Secara lebih lanjut, berikut Popmama.com berikan penjelasan mengenai sifilis berdasarkan fakta para pakar kesehatan saat ditemui pada acara “Seminar Media Sifilis, Silent Disease, Si Perusak Organ” di Aroma Sedap Resto, Rabu (12/2/2020) lalu.
1. Apa itu Sifilis si raja singa?
Sifilis atau populer dengan sebutan "si raja singa" adalah salah satu jenis IMS yang disebabkan oleh bakteri Treponema Pallidum. Penyebaran penyakit sifilis ini pada umumnya melalui kontak seksual dengan orang yang terinfeksi. Penyebaran juga bisa terjadi melalui kontak fisik dengan luka yang ada pada penderita dan orang yang sering berganti pasangan seksual.

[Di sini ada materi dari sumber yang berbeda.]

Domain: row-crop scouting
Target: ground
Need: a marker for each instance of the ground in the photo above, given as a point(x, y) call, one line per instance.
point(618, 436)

Menurut Dr. dr. Wresti Indriatmi, SpKK(K), M.Epid, Spesialis Kulit dan Kelamin Rumah Sakit Umum Pusat Nasional Dr. Cipto Mangunkusumo (RSCM), sifilis adalah penyakit sistemik karena penyakitnya berkembang dalam stadium dan gambaran klinis yang bervariasi sehingga bisa menjadi komplikasi serius, seperti kerusakan organ tubuh lain dan mudah tertular HIV. Disamping itu, sifilis juga dapat berpengaruh pada kehamilan.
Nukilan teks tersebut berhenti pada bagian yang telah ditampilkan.